As it turned out, the Bench then observed that:
Since the applicant has not filed the copy of the order-sheet dated 24.08.2021, therefore, it is not known as to what transpired on the said date. From the order-sheets of the Trial Court, it is clear that although the summons were served on Sub-Inspector Vinod Chhawai, but he deliberately did not appear before the Trial Court on 15.03.2021 and on 03.04.2021, the bailable warrant of arrest was not returned back either served or unserved. Thus, it is clear that the prosecution has not taken a lesson from the order dated 25.06.2020 passed in M.Cr.C. No.10547/2020 and they are still working as per their own pleasure. The prosecution is not interested in early disposal of the trial and every prosecution witness who is a police personnel is taking trial for granted, and are not appearing before the Trial Court without assigning any reason and permission from the Court.

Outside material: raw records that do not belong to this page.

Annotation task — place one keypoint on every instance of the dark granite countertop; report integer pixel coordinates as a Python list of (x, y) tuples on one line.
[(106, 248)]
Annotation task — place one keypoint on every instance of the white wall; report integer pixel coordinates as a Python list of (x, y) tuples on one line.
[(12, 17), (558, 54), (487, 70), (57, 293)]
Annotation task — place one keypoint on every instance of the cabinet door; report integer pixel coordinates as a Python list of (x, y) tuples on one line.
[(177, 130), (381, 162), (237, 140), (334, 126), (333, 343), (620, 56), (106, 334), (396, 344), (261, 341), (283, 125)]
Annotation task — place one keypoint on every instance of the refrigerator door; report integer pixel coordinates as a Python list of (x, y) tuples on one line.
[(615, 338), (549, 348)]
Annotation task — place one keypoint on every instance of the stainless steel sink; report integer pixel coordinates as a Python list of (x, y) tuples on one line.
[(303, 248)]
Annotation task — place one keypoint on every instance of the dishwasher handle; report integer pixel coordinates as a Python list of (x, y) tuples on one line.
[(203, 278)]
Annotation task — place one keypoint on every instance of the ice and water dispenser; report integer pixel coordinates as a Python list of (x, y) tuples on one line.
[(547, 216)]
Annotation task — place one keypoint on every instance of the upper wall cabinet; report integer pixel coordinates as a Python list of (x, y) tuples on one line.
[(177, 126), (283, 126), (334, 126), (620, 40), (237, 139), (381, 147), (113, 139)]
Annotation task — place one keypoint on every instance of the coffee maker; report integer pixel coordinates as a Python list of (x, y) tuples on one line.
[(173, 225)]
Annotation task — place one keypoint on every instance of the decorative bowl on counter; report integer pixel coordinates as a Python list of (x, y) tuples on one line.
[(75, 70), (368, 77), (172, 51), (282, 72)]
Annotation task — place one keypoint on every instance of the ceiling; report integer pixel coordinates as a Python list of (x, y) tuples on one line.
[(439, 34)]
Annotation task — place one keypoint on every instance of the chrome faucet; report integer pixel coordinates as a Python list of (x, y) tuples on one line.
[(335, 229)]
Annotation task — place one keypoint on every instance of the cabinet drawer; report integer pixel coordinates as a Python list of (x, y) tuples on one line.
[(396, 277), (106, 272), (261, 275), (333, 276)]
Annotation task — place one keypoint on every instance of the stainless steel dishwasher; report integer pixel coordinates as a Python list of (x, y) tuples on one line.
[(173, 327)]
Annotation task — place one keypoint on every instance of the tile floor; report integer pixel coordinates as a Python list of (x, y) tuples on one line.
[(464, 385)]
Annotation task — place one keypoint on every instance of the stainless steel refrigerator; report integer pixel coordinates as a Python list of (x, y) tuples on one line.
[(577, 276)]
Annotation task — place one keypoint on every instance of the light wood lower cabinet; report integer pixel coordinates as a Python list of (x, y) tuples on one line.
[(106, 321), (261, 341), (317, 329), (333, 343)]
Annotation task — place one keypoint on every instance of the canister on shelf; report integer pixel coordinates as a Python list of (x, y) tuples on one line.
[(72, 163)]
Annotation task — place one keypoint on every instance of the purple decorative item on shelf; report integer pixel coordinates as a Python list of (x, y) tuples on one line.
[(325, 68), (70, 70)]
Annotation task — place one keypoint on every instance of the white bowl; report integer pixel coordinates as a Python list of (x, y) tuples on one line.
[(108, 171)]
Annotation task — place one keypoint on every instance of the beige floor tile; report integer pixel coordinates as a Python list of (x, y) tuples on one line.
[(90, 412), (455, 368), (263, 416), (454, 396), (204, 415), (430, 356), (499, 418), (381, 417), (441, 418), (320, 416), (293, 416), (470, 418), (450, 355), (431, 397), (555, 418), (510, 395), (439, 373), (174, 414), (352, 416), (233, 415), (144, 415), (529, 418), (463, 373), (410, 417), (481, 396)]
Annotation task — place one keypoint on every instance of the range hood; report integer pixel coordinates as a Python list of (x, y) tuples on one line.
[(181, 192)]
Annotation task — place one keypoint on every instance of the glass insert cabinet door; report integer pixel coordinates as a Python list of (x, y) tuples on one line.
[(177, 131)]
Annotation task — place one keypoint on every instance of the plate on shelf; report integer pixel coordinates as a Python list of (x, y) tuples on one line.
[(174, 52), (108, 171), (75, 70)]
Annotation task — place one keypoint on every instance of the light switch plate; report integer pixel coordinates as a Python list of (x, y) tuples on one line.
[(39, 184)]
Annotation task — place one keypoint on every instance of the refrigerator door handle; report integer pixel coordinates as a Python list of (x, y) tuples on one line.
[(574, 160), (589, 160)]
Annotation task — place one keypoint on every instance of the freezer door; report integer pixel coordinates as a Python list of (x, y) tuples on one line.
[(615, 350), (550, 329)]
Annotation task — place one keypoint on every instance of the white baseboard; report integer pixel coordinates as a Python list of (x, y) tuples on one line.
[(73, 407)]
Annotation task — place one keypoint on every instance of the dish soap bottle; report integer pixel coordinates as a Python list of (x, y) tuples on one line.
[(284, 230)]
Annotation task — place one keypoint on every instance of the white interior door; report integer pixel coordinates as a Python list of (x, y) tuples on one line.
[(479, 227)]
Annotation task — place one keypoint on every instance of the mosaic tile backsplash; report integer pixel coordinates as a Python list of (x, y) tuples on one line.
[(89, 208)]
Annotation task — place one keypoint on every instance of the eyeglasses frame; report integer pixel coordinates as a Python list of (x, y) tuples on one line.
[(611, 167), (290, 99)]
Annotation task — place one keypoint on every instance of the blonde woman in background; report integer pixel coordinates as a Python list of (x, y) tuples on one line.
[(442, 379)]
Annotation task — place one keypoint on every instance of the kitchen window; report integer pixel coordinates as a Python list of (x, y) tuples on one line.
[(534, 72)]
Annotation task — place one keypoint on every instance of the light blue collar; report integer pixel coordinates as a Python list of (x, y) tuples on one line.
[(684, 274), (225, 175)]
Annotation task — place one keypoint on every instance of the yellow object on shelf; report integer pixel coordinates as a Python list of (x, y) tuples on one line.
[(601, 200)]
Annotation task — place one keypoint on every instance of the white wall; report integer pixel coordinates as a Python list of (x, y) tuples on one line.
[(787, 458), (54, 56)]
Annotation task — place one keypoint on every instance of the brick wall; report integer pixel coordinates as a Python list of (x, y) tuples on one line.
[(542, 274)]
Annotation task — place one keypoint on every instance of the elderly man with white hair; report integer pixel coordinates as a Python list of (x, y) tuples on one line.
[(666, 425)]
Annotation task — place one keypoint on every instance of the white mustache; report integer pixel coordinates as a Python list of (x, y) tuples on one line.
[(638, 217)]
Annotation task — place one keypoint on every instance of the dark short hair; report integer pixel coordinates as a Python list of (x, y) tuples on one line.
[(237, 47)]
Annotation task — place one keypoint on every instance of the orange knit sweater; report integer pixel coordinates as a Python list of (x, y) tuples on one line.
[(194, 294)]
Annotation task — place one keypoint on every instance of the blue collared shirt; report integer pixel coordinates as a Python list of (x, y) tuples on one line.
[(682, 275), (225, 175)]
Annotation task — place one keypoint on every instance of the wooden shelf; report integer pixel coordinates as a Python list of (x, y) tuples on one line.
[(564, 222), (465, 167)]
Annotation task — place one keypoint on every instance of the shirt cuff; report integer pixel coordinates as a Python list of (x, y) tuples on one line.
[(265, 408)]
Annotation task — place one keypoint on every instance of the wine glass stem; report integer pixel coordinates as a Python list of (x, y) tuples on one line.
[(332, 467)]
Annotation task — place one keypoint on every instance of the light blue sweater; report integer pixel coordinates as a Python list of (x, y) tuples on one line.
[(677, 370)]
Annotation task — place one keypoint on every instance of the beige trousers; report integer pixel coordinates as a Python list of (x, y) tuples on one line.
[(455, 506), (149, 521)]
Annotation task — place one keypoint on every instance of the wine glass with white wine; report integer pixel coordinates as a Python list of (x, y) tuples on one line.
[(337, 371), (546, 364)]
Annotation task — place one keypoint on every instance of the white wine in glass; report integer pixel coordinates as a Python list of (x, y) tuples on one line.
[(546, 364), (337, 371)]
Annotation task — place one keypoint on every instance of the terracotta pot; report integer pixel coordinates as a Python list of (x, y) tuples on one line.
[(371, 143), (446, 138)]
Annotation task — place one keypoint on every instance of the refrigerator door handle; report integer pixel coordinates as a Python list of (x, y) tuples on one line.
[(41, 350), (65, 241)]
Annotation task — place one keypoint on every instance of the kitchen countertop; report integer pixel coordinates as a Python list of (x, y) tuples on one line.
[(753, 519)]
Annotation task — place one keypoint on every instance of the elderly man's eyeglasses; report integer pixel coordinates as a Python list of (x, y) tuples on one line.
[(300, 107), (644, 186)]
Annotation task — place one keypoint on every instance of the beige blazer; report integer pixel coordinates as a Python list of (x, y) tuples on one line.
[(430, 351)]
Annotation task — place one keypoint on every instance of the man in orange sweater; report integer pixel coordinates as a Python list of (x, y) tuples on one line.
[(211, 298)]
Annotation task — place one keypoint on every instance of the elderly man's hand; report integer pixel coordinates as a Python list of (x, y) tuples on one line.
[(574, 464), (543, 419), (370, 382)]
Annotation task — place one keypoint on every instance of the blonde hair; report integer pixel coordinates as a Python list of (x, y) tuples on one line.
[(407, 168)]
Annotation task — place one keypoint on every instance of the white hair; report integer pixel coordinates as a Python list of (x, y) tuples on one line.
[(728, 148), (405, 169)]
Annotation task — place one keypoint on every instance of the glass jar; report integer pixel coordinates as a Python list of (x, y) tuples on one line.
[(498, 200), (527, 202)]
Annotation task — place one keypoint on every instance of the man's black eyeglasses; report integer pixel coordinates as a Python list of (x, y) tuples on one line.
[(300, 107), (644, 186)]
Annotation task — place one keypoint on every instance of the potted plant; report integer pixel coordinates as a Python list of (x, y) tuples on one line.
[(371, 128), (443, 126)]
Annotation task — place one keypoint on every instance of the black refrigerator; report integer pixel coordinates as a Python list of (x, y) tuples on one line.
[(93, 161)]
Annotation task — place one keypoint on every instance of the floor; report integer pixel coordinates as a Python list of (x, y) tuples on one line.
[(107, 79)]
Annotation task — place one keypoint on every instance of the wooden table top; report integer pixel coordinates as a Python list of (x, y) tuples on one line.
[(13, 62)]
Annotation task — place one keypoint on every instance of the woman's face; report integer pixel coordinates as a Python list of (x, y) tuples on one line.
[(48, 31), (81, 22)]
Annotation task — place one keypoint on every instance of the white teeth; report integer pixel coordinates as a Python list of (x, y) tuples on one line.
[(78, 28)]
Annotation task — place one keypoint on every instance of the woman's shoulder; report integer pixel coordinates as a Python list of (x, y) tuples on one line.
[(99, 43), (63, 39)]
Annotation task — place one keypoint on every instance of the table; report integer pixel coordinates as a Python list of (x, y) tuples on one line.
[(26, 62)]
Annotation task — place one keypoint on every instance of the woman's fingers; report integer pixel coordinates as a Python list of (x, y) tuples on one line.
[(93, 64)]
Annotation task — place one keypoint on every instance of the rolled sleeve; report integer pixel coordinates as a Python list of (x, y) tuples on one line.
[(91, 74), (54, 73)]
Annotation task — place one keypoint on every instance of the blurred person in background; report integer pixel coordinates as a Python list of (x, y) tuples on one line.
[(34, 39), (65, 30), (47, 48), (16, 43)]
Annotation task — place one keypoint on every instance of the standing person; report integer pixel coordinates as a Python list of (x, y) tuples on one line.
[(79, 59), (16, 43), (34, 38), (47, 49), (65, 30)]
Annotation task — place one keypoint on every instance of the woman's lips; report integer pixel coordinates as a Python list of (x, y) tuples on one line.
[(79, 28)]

As a corollary, the Bench then quite forthrightly observes that:
Accordingly, this Court is of the considered opinion that the State Government is continuously blatantly violating the fundamental right of the applicant of speedy trial. On earlier occasion, compensation of Rs.20,000/- was directed to be paid to the applicant for violation of his fundamental right. It is really unfortunate that the prosecution is not ready to understand that no one can be kept behind the bars at the whims and wishes of the prosecution witnesses. If the prosecution is not in a position to keep its witnesses present, then they must think it seriously as to whether they should go for prosecution of the accused or not. Filing of the charge-sheet is not the end of the duty of the prosecution. It is their duty to ensure that the witnesses appear before the Trial Court regularly without any default so that fate of a person can be decided on the basis of evidences.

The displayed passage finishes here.